Lagrein is a red grape variety native to the valleys of South Tyrol, northern Italy. It was mentioned in the 17th century, in records of the Muri Abbey. Lagrein produces wine which has high acidity and low pH, and highly tannic. Lagrein produces wines with notes of plum, earth, that are dark and full-bodied.
Hello! I hope you all had a great month of May. Now that it’s June, I’m back and excited to share my experiences with you. Here’s one of the most recent.
Yoga and wine. WOW! What a great concept. This was not the typical yoga snobbery and not the often seen wine snobbery. The event lasted from 11am – 1pm. One hour of yoga followed by 1 hour of wine tasting of 3 wines, made from California grapes but vinified in Boston, Ma…. have I got your interest yet?
The yoga was manageable down dogs, planks, chair pose, triangles, twists, boat pose, tree pose, vinyasa and savasana. Katie Gentile does an absolute wonderful class, a real no judgement zone. She walks around the room so students feel she’s there to help.
Here are links:
Katie Gentile @ Katie_Gentile ( twitter)
The winery makes many wines, here are the three we tasted:
Boston Winery’s Super Tuscan 2013:
Here’s the winery’s notes: “A very big, very young wine that is composed of Sangiovese, Cabernet Sauvignon, and Merlot. This wine is bright and youthful enough to be drunk on its own or paired with a favorite Italian dish.”
Here is my impression: the Cabernet Sauvignon adds rich saturation and structure to the Sangiovese. Merlot contributes lushness and softness to Sangiovese’s sometimes acidic presentation. To me, this is a wine with very nice acidity, a long finish, red fruit, soft tannins and a tinge of smokiness or woodiness. Sangiovese also has nice herbal aromas and pairs well with anything with tomato sauce or mushrooms. I paired this with a mushroom pizza. This is a delicious wine. Because of the herbal notes, this wine paired nicely with Rose infused dark chocolate from Harbor Candy Shop in Ogunquit, Me. They also sell Lavendar infused chocolates, which I suspect would pair equally as delicious. I would buy this wine again and also consider giving as a gift.

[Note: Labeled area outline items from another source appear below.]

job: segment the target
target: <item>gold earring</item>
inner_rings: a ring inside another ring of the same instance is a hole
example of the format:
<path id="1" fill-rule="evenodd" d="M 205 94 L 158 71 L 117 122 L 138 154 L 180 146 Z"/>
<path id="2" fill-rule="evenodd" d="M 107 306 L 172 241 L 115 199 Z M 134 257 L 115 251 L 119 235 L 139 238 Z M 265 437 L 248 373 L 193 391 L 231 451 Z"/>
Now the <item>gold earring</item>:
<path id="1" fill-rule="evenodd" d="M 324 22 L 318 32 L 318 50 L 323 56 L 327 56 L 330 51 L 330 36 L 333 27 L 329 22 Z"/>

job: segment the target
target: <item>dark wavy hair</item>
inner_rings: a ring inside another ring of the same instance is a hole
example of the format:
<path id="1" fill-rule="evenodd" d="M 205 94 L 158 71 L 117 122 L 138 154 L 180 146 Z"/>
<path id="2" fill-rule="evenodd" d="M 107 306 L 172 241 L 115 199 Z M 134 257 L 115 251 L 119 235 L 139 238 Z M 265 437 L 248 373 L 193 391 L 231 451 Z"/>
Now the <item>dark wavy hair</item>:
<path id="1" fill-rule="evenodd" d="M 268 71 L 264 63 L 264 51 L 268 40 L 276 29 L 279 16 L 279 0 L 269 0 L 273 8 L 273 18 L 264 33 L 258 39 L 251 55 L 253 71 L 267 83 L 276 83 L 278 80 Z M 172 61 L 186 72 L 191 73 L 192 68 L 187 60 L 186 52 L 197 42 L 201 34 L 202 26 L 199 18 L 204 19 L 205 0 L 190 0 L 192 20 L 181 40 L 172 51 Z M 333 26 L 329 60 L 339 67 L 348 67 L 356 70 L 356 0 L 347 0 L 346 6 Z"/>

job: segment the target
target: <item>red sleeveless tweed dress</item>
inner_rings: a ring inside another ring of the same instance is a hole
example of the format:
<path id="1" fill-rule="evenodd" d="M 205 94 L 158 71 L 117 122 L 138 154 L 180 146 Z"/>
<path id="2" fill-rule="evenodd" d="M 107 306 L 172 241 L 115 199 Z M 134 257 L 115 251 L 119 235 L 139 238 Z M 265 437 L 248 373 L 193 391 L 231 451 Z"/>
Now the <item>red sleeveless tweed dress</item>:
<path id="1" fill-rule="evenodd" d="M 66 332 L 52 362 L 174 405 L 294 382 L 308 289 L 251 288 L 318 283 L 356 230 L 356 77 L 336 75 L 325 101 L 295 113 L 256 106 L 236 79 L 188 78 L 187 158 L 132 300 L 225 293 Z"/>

Boston Winery’s Malbec, 2011. This wine was made with grapes from California. In the United States, the majority of Malbec is planted in California, which in 2011 accounted for 84% of the Malbec plantings in the country. Boston Winery staff tell me they have recently made it with Argentinian and Chilean grapes. Soft round tannins, short to medium finish, light oak, red fruit.

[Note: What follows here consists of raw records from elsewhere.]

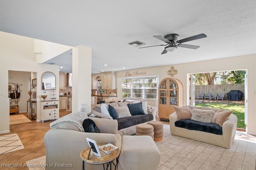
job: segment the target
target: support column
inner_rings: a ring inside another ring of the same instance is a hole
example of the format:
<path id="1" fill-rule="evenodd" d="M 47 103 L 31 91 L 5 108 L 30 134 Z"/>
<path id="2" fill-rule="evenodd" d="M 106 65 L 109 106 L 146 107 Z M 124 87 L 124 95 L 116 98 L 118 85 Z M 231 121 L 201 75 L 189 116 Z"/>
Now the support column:
<path id="1" fill-rule="evenodd" d="M 92 49 L 81 45 L 73 48 L 72 112 L 80 111 L 86 104 L 87 113 L 91 108 Z"/>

Boston Winery’s Mala Femmina Central Coast and Chalk Hill, Sonoma: Here’s the winery notes: “A unique custom cuvee of two different select Chardonnays, a Viognier, and Sauvignon Blanc. This mélange presents a panorama of fruit and floral essences. The dominant zests of Granny Smith apple and Meyer lemon highlight the more discrete herbal notes of dry grass and honeysuckle.” This wine was a little boring for me. Short finish, a little flabby.
Here is another wine that I bought and tasted at home:
Boston Blend 2013: Here’s the winery’s notes: “A cuvee of Syrah, Cabernet Sauvignon, and Merlot. This wine is homage to the wines of both the Rhone and New World blends; obviously with liberties of a modern winemaker taken. The tell tale signs of Boston Winery’s smooth well-balanced style are evident. Furthermore, this wine will stand up to virtually any cuisine. Boston Blend exhibits notes of wild cherry, plum, and hints of butterscotch with an ever so subtle woodsy finish.”
Here’s my impression: I would buy this wine again and also give as a gift. The spicy Syrah is certainly noticed, the tannins are soft, there is a minty quality to the wine, woodsy finish is light but present. The Merlot adds more fruitiness. I didn’t get butterscotch ( too bad, I just love butterscotch!). I really enjoyed this wine and who couldn’t love the name, being from Boston after all.